Brexit has given more motivation to Biafran agitators who have been calling for a separate state; a few protests have broken out in the Eastern part of Nigeria.

The agitation for the separate state has existed in tones, both hushed and not, since the 1960s, following the civil unrest that broke out in Nigeria soon after her independence, though it is still uncertain if a public vote would be made as regards the subject as many proponents of Nigeria have said that the “unity of Nigeria is unnegotiable.”

Trade deals and agreements

Trade relations between the African continent and the EU, which are defined by the Cotonou Agreement of 2000, as well as a series of so-called Economic Partnership Agreements between the EU and Regional Economic Communities (RECs), would definitely need some refiguring as the old agreements outlining bilateral relations in terms of the exchange of goods and services no longer have Britain privy to it.

According to research from Barclays, Brexit’s economic impact on Africa, and particularly sub-Saharan Africa, could be damaging to the continent’s development. Barclays argues that the referendum will materially affect growth on the continent, with growth in sub-Saharan Africa expected to half to just 1.4 percent and a much slower pace in the coming years especially for sub-Saharan Africa’s three biggest economies: Angola, Nigeria, and South Africa, which account for nearly three-fifths of the region’s GDP.

Reduced external concerns

Another impact of Brexit on Africa would be the end of British external concerns or as described by many “outwardness” – Britain’s concern with global development issues.

From an African perspective, aid to the continent has helped in many development spheres such as support for African peacekeeping forces, education, fighting HIV/AIDS, malaria, tuberculosis, and other diseases as well as eliminate outstanding debts of the poorest countries.

Britain’s share of payments to the European Development Fund (EDF), the European Union’s main vehicle for providing development aid to Africa, is around 14 percent, a third after France and Germany. Brexit could lead to a retrenchment from outwardness with possible negative implications on the UK’s development initiatives and this is not good news for aid recipients.

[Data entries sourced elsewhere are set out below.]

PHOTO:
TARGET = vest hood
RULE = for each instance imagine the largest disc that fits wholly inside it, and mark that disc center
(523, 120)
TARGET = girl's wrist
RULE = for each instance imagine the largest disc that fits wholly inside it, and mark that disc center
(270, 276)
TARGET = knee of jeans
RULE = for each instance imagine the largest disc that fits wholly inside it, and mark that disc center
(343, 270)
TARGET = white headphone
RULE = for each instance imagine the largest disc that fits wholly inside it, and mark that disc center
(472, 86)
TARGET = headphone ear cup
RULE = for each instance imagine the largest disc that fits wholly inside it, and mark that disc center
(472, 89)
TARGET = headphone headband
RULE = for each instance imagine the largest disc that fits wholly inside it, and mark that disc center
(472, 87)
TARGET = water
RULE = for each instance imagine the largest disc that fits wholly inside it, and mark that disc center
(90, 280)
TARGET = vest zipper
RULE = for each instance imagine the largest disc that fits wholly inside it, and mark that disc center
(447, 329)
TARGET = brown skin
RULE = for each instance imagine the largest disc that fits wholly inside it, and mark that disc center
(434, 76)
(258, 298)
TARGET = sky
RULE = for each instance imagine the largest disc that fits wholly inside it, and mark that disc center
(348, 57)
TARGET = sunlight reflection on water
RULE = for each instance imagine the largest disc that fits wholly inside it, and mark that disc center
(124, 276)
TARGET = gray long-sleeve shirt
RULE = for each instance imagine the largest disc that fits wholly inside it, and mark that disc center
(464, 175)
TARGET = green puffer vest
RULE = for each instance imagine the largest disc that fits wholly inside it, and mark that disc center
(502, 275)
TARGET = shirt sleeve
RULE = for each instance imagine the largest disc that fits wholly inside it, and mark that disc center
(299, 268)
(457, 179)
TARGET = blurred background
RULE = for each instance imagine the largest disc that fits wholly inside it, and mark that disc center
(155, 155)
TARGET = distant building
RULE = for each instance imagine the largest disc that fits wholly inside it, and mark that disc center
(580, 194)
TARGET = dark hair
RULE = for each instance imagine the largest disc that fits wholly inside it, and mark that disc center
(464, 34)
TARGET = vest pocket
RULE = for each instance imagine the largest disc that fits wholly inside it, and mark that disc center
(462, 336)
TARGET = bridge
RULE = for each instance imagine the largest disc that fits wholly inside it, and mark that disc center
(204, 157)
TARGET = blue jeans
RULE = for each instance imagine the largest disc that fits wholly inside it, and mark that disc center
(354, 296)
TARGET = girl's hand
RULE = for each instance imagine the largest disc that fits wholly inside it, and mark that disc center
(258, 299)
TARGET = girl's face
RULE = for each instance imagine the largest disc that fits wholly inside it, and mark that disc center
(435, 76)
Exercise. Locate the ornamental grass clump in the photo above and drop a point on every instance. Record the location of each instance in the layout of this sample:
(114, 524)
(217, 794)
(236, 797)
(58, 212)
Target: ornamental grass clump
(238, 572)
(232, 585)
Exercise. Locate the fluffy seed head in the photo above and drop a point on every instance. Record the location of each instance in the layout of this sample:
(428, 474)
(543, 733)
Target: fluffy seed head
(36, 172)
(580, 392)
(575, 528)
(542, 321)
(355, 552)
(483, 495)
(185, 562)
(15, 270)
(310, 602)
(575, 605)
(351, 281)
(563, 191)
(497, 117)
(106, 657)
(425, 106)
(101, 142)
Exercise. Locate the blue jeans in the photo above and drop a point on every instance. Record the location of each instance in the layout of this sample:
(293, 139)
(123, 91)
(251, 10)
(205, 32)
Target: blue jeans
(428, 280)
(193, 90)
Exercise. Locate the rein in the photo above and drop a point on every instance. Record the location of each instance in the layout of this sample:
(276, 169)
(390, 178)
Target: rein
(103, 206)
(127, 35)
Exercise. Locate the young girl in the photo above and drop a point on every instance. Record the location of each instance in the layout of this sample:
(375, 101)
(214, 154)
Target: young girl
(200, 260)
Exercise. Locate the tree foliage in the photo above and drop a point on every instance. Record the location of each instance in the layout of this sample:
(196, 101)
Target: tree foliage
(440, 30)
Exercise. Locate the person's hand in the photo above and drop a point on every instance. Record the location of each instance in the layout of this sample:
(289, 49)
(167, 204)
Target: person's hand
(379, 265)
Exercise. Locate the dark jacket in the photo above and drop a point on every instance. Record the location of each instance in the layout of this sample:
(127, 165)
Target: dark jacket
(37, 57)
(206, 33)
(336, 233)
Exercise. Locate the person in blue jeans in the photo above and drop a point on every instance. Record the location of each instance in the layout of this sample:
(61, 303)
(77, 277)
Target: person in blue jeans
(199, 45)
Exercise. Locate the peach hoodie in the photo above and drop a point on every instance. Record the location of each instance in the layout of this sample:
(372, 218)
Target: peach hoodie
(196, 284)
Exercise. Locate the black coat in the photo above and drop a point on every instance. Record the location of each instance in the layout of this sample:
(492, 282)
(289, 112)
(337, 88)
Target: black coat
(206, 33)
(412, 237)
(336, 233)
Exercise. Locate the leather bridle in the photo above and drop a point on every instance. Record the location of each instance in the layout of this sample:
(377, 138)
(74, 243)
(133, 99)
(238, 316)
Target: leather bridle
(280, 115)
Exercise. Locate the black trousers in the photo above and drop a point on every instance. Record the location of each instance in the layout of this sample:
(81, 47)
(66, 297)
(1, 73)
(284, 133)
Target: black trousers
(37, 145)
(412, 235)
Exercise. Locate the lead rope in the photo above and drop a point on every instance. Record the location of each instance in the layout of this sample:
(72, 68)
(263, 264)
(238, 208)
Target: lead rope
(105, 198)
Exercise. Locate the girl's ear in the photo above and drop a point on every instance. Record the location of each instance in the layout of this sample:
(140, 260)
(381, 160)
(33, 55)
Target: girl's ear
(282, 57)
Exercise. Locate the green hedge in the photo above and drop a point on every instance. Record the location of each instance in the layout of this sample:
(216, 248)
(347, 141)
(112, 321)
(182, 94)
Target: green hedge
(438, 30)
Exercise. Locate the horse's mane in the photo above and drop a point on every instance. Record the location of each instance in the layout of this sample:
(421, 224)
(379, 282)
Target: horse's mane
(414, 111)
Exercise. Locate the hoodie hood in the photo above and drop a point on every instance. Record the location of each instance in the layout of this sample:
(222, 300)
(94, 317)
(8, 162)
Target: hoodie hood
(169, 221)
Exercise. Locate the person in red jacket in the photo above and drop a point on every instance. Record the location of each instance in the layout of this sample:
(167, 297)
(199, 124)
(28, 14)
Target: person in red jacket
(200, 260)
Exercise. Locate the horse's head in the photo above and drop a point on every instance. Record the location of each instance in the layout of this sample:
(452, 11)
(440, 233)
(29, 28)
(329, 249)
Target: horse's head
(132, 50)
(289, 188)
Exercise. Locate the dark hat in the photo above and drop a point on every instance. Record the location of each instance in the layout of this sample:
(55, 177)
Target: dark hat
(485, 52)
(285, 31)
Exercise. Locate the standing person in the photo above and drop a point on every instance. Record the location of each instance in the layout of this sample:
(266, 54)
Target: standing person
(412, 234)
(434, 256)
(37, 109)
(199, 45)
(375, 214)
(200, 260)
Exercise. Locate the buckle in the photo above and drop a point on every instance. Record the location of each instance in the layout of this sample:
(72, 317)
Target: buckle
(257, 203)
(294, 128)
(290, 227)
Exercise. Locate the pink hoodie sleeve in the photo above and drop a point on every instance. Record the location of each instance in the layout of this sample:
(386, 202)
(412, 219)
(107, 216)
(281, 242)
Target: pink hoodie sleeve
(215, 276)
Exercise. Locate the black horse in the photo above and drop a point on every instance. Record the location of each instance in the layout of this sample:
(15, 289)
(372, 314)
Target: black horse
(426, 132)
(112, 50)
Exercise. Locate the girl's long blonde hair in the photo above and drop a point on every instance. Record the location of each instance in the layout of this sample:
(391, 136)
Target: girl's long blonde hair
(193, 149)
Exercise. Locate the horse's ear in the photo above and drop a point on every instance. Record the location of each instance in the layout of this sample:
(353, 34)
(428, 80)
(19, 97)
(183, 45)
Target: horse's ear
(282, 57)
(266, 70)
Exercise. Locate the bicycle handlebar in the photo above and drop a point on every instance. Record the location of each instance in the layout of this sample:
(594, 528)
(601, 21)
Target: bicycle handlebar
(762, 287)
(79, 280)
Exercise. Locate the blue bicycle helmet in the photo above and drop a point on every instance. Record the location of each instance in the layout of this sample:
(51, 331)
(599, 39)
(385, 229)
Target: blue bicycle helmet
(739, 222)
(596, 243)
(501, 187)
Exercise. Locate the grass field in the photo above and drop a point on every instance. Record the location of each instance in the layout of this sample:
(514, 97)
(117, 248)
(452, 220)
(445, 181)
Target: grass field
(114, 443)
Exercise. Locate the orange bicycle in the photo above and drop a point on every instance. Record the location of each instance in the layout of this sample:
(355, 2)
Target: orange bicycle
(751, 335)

Concerns are also running high in terms of security. Britain had an influence on setting EU policy for Somalia by ensuring that the EU funds costs of the African Union Mission in Somalia (AMISOM), that protects the Somali Federal Government from the extremist militant group al-Shabab, but as Brexit goes into effect the mechanism for stabilizing such a country, will no longer exist leaving room for re-emergence of terrorism in that region of the continent.

90 percent of AMISOM’s costs were paid for through the African Peace Facility (APF), an EU funding mechanism set up to support peace- and capacity-building operations on the continent.

In light of such development as noticed around the world, the African continent can no longer hide behind the excuse of “third-world” or “developing”. One wonders why the wave of populism hasn’t driven regional bodies on the continent to deliver on people-centric reforms that will propel the individual countries and the Africa as a whole towards self-sufficiency.

As Brexit takes shape, other countries globally either through leaders or citizen-enabled engagements have started to push for more populist views, in Africa’s best interest, there is no time like the present for the continent to shift from external dependency to self-sufficiency built on intra- and inter-African relations.